Dans la course de plus en plus effrénée pour envoyer des robots bipèdes à la conquête du cosmos, EngineAI vient de jeter son casque dans l’arène. L’entreprise a annoncé un partenariat stratégique avec la société de vols spatiaux commerciaux InterstellOr pour lancer l’un de ses humanoïdes lors d’une mission suborbitale prévue pour 2028. L’objectif est clair : tester les capacités du robot en microgravité, une étape charnière avant de déployer ces machines pour des missions orbitales bien plus ambitieuses.
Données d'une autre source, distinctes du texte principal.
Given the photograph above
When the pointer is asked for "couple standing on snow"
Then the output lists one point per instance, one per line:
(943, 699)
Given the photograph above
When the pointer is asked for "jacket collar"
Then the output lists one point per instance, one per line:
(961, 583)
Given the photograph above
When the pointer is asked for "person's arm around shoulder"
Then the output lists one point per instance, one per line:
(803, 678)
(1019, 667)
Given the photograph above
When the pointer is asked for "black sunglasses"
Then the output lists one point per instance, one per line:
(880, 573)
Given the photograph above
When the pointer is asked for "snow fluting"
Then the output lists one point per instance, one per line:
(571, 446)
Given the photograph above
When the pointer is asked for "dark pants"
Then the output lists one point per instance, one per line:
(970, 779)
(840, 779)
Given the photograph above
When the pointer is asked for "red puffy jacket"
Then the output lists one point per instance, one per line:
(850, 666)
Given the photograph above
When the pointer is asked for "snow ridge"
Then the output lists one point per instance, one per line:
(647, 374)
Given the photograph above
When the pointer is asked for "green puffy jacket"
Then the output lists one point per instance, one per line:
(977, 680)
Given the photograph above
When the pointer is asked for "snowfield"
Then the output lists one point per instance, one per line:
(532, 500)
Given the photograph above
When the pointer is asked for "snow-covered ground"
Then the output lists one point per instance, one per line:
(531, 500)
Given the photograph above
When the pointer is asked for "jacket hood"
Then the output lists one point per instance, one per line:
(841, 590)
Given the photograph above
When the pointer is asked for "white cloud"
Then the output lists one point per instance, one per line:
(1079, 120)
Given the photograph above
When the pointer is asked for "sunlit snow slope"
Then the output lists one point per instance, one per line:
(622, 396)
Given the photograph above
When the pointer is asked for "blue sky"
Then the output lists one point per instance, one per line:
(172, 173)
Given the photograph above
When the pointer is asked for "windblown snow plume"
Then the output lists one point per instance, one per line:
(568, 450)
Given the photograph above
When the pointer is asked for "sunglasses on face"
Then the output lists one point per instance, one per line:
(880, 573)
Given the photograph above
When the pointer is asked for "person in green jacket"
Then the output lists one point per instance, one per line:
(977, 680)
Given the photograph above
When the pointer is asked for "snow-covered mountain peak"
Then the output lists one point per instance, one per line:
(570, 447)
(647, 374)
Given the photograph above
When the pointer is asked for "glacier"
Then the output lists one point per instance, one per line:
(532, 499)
Cette annonce ne survient évidemment pas dans un vide médiatique. La NASA peaufine depuis des années son humanoïde Valkyrie, avec l’ambition à long terme de l’utiliser pour des missions vers la Lune et Mars. L’agence collabore également avec des acteurs comme Apptronik sur son robot Apollo afin d’accélérer la commercialisation des humanoïdes, tant pour des applications terrestres qu’extra-atmosphériques. Et puis, il y a l’éléphant au milieu de la pièce : l’Optimus de Tesla. Elon Musk n’a jamais fait mystère de ses plans pour envoyer ses propres robots sur Mars, vraisemblablement à bord d’un Starship de SpaceX, afin de préparer le terrain pour la colonisation humaine. On peut d’ailleurs se demander si l’objectif 2028 d’EngineAI ne sera pas grillé la politesse par une armada de Teslabots.
L’offensive des robots humanoïdes dans l’espace ne se résume pas à de simples démonstrations de force technologique. L’avantage stratégique est limpide : déléguer les tâches ingrates, sales et dangereuses (le fameux triptyque “dull, dirty, and dangerous”) pour épargner les astronautes. Ces robots sont conçus pour utiliser les mêmes outils et évoluer dans les mêmes espaces de travail que les humains. À terme, ils pourraient effectuer des opérations de maintenance critique, réparer des équipements défaillants ou même assembler des structures complexes en orbite, le tout sans mettre une seule vie humaine en péril.
Pourquoi est-ce une étape cruciale ?
Envoyer un humanoïde dans l’espace, même pour un simple vol suborbital, représente un défi technique colossal et une étape de validation indispensable. Pour EngineAI, cette mission consiste moins à gagner une “course” qu’à prouver que son matériel peut encaisser les réalités brutales du vol spatial. Au-delà de la performance, c’est l’acte de naissance officiel d’un nouveau secteur commercial dédié à la main-d’œuvre robotique extraterrestre. Si les agences gouvernementales comme la NASA ont tracé la voie, les entreprises privées sont désormais en compétition pour fournir les bras articulés qui bâtiront et entretiendront les futures infrastructures sur la Lune, sur Mars et dans les stations orbitales. L’ère de l’astronaute robotique est, semble-t-il, bel et bien lancée.